Pension schemes face changes in time for new tax relief rules Go compare with our comparison table

Pension schemes face changes in time for new tax relief rules

06 May 2010 / by Lois Avery

Company pension schemes could face a major overhaul soon ahead of next year’s changes to tax relief for higher earners.

Hymans Robertson, independent experts in benefits and investments, have released a report urging employers to act now to make alterations to company pension plans in time for the new rules, which they describe as "hideously complex".

The legislation will end pension tax relief for employees with a total taxable income of more than £130,000 and could also hit employees with salaries of around £90k once other taxable income is taken into account.

Every employer will need to change its approach to retirement provision to accommodate high earners, but Hymans Robertson is warning that changes need to begin now.

Chris Noon, partner at Hymans Robertson, said: “Unfortunately both employees and employers struggle to understand the hideously complex new rules that the Government has put in place.

“As the government has limited tax relief to 20% on contributions for high earners, many people could face an overall tax rate of as much as 70% on their pension.
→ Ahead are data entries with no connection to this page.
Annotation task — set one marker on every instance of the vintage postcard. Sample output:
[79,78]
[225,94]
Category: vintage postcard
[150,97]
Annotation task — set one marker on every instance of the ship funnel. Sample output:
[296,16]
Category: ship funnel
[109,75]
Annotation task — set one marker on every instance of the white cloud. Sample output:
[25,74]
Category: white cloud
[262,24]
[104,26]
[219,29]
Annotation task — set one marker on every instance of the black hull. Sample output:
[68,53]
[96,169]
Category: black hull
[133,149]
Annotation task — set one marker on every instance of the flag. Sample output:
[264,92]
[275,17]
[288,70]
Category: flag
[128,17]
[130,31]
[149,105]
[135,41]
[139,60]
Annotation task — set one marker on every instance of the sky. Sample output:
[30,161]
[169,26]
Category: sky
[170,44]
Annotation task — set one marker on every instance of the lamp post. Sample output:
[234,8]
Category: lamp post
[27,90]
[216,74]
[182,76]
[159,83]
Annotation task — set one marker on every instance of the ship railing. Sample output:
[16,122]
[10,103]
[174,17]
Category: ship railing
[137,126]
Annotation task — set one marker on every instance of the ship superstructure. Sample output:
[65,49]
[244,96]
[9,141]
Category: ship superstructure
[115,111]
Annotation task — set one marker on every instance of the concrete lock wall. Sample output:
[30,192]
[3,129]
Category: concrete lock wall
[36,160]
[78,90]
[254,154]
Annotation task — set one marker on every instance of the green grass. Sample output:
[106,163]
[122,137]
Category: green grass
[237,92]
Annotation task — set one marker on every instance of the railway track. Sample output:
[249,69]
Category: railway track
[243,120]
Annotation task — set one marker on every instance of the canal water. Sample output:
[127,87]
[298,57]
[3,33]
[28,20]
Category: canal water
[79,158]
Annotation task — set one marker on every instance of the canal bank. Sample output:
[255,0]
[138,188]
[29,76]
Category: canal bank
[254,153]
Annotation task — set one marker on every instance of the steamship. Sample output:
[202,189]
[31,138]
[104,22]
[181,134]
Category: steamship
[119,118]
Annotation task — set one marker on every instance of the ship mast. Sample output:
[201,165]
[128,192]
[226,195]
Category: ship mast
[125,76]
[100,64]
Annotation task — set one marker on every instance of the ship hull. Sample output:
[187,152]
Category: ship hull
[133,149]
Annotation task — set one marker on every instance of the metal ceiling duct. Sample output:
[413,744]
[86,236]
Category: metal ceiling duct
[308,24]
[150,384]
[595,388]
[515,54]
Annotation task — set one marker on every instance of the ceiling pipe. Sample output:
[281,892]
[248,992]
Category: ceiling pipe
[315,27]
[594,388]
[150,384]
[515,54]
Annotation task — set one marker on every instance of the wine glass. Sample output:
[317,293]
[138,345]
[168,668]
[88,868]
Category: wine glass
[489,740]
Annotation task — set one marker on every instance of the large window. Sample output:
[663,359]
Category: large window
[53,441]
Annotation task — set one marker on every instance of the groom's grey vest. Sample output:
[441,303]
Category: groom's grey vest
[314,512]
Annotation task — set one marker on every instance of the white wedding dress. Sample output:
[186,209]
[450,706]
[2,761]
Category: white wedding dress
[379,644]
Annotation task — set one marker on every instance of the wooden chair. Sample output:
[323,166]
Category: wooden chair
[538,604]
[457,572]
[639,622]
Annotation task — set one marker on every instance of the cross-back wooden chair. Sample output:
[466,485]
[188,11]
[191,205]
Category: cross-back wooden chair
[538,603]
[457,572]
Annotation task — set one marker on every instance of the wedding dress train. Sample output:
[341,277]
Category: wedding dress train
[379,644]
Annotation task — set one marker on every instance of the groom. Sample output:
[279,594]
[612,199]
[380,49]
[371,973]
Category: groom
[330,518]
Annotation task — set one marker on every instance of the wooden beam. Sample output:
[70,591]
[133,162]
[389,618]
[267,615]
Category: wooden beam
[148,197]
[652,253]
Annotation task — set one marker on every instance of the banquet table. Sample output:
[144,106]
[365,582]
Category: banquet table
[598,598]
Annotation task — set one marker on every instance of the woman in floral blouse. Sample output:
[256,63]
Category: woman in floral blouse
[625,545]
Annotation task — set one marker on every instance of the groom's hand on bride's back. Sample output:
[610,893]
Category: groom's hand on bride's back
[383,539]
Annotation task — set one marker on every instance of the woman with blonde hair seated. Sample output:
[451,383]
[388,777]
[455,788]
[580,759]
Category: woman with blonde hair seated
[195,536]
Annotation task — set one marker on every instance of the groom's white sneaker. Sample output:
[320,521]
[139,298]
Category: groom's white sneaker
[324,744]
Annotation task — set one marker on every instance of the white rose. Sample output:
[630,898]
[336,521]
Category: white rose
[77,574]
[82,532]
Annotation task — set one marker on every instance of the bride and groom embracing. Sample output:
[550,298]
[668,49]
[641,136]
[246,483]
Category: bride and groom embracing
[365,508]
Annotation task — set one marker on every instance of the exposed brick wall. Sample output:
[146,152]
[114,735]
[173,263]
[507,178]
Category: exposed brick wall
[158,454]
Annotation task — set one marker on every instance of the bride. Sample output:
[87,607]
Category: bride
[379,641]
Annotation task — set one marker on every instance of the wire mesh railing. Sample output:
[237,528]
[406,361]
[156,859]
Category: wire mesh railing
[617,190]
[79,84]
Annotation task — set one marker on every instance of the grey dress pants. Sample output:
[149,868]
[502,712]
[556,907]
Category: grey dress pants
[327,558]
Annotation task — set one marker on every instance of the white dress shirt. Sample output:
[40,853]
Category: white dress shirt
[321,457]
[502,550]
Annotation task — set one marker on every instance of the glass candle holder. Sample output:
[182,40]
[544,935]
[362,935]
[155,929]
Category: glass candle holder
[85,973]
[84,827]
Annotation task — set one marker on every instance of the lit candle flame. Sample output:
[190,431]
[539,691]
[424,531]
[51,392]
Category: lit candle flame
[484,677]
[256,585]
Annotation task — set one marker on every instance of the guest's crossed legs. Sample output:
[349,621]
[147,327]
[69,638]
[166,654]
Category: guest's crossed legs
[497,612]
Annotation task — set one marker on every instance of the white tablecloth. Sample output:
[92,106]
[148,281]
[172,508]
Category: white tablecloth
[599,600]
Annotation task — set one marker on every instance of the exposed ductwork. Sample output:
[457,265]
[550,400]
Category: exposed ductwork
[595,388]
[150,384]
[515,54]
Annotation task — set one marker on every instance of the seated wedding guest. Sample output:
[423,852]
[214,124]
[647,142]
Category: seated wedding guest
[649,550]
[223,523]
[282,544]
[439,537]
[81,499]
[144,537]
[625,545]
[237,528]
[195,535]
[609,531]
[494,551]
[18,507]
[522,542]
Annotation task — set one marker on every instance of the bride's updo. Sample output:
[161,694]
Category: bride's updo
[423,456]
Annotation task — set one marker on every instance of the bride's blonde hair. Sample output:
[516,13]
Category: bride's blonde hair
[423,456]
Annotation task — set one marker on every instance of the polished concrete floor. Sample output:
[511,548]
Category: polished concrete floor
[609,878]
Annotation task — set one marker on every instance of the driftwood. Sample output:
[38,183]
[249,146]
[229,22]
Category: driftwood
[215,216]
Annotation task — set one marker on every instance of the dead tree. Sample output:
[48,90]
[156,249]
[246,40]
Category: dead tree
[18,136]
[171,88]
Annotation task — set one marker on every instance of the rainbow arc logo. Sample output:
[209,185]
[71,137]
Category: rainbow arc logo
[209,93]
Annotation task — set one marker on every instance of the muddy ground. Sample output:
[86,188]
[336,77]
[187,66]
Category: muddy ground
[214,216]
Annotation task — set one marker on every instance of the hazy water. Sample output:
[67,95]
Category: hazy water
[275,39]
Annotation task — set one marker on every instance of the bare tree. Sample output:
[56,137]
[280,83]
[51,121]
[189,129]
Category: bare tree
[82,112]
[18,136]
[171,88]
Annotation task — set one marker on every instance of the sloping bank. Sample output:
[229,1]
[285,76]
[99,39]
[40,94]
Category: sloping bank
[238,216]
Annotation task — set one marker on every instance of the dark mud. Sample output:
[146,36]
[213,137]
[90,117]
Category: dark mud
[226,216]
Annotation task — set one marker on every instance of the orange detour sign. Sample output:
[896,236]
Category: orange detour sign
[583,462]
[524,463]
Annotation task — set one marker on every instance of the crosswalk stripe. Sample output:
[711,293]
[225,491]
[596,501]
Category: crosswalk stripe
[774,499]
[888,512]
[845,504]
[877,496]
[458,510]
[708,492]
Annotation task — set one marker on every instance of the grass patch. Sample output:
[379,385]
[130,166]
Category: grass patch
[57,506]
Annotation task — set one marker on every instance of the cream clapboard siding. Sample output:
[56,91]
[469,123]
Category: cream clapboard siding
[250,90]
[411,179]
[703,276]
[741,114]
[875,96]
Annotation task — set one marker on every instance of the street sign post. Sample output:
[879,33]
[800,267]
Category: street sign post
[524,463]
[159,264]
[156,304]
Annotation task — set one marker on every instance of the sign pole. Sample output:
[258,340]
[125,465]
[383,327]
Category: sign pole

For many senior employees this make a pension an irrelevant form of retirement saving.

“It is also important to ensure that this complex legislation doesn't threaten employers' attitudes towards pension benefits for employees on lower salaries. For these individuals traditional DC and DB pension schemes are still an attractive proposition so it's vital that employers understand the impact of the new legislation across the entire workforce and can offer a suitably tailored solution.”